このアニメーションを実際に実行させてるのは、IndexScene.asのatSceneInitハンドラ内で、以下のようになってます。
addCommand(
new AddChild(container, mySP),
1,
new DoExecutor(mySP.horizontalExecutor, new Event("horizontal")),
new DoExecutor(mySP.verticalExecutor, new Event("vertical")),
1,
new Prop(mySP, { x:0, y:0 } ),
new Prop(btn, {x:stage.stageWidth*0.5, y:stage.stageHeight*0.5}),
new AddChild(container, btn)
);
mySP(青い四角)の horizontalExecutor, verticalExecutor がそれぞれ CommandExecutorインスタンスで、
DoExecutorコマンドを使って CommandExecutorインスタンスを実行させてます。
コマンドを使わずにCommandExecutorインスタンスを実行させる場合は、
mySP.verticalExecutor.execute(new Event("vertical"));
です。
それぞれ引数にEventインスタンスが渡されてるんですが、ここがポイントとなります。
アニメーションをしてる本人、青い四角のクラス MySprite1.as には、以下のように書いてます。
private function _onAddedToStage(e:Event):void
{
removeEventListener(Event.ADDED_TO_STAGE, _onAddedToStage);
addEentListener("vertical", _onVertical);
addEventListener("horizontal", _onHorizontal);
};
private function _onHorizontal(e:Event):void
{
horizontalExecutor.addCommand(
new DoTweener(this, { x:stage.stageWidth - width, time:1, transition:"easeOutExpo" } )
);
};
private function _onVertical(e:Event):void
{
verticalExecutor.addCommand(
new DoTweener(this, { y:stage.stageHeight - height, time:1, transition:"easeOutExpo" } )
);
}
なんとなく解ってもらえるかと思いますが、MySprite1インスタンス自身が、”vertical”, “horizontal” というイベントを聴いていて、それぞれのハンドラ内で、CommandExecutorインスタンス.addCommand();しています。
これだけです。
あら便利!
利点
この方法でアニメーションを実装する利点としては、個人的には以下のことがあると思います。
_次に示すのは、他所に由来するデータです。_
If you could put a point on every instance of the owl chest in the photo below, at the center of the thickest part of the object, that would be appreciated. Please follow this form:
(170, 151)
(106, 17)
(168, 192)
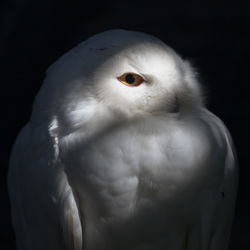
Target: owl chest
(124, 175)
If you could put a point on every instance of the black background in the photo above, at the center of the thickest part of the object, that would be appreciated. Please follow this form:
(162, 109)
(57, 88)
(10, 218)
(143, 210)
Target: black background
(214, 35)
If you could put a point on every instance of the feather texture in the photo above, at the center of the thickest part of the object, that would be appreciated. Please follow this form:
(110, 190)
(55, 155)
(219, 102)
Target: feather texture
(103, 165)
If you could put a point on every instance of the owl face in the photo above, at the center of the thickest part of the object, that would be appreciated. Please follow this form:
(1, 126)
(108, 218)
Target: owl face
(143, 78)
(115, 72)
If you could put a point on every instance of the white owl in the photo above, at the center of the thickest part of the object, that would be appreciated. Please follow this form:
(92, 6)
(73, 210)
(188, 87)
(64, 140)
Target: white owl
(121, 154)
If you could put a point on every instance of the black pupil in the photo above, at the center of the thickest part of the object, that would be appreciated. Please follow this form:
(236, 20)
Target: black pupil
(129, 78)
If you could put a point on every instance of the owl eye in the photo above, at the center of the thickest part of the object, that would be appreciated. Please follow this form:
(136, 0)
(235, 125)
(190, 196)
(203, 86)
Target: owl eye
(130, 79)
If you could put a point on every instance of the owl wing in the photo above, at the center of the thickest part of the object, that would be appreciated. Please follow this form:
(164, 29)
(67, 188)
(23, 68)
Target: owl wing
(44, 208)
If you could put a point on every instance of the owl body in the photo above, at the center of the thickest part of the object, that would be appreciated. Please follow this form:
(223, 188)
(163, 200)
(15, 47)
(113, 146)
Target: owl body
(105, 165)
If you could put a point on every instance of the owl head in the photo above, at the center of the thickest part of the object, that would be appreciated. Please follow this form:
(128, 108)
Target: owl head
(118, 72)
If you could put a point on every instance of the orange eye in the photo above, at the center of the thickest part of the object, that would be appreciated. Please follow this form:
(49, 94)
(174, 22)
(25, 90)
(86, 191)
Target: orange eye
(130, 79)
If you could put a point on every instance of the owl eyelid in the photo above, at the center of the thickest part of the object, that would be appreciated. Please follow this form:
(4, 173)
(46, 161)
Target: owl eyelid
(133, 73)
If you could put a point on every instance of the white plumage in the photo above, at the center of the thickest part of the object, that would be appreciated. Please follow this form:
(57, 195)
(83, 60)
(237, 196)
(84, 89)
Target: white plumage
(105, 165)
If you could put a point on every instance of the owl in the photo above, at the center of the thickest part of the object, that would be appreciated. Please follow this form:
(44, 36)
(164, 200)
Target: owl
(121, 153)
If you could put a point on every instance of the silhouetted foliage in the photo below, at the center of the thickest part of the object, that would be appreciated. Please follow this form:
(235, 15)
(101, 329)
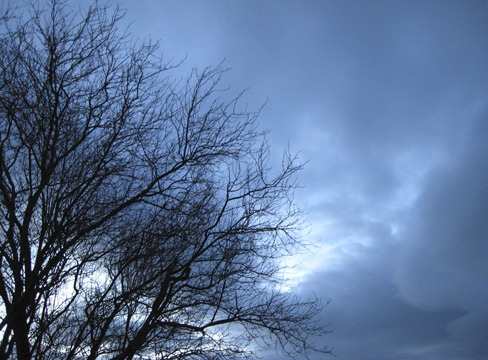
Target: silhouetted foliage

- アニメーションロジックを、アニメーションするクラス自身に書けて、しかも隠蔽できる上に、更にシーン遷移と同期もできる。
- アニメーション順番の入れ替えが簡単に。
- イベントタイプ名を解りやすく付けられれば、シーンオブジェクトを見ただけでおおよその流れが把握できる
という感じでしょうか。
個人的には、1つ目の恩恵がかなり大きいです。
僕の管理感覚では、動く本人に動くロジックが書いてあるのはとてもわかり易いです。
以前はシーンオブジェクトにみっしりアニメーションを書いてて、共通のアニメを他のシーンオブジェクトでも使いたいとなった時は、カスタムコマンド化かコピペをしてたんですけど、前者は管理ファイルが増えるし、コピペは変更が面倒になるしで。。
どのシーンオブジェクトからもアニメーションを1行で簡単に呼び出せるのは、かなり重宝してます。
気をつけるべき点
端的に言うと、複数のアニメーションをこの方法でつける場合、各アニメーション同士が干渉しないかどうかを確認することです。
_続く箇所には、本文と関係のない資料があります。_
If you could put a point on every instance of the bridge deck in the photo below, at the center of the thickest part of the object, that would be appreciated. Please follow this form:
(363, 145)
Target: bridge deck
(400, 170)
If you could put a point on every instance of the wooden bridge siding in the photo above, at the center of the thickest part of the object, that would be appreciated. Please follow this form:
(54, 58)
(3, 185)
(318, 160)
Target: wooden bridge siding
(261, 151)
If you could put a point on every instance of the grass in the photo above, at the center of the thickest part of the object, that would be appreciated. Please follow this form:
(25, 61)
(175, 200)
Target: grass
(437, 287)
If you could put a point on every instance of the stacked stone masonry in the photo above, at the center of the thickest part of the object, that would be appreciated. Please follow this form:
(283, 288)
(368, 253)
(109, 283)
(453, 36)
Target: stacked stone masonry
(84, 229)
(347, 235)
「アニメーションが干渉する」っていうのは僕の造語なんですが、要は、同時に実行しても、それぞれのアニメーションの結果がキチンと見た目に反映されてる状態であることを確認しというた方がいいよ、って事です。
例えば、サンプルファイルの水平アニメーションをしてる部分を、以下のように書き換えたとします。
private function _onHorizontal(e:Event):void
{
horizontalExecutor.addCommand(
new DoTweener(this, { y:0, time:1, transition:"easeOutExpo" } )
);
};
垂直方向の座標ゼロの位置に移動するアニメーションにしたのですが、実行結果を見ればわかりますが、グレーのボタンを押したときの見た目の結果に、ゼロ位置へ移動は見て取れません。
当たり前ですがw
こういう状況は、アニメーションが複雑になっていくと結構ハマるポイントになってしまうし、アニメのタイミングによってはシーン遷移が終わらないという状況にもなりえるので、気をつけましょう。
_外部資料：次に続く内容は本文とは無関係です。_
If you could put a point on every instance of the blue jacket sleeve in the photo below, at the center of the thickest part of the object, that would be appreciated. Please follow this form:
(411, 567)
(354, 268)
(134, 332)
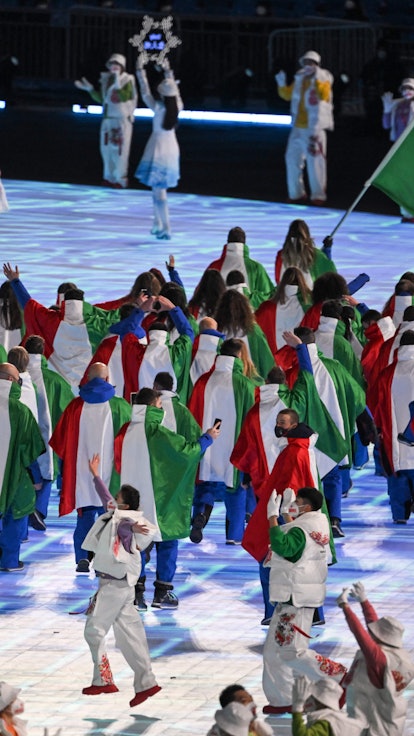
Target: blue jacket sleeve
(205, 441)
(175, 276)
(181, 322)
(20, 292)
(303, 358)
(357, 283)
ポイントは、同次元(同軸)のアニメーションは、同じCommandExecutorインスタンスに管理させることな気がします。
終わりに
んな感じで、アニメの管理にCommandExecutorを使うと便利よー話を、覚書。
こんな便利なクラスは、Progressionの裏で暗躍させておくだけでは勿体無い!
という事で、積極的に使っていって、少しでも早く家に帰れるようになれれば、後はやることは1つ。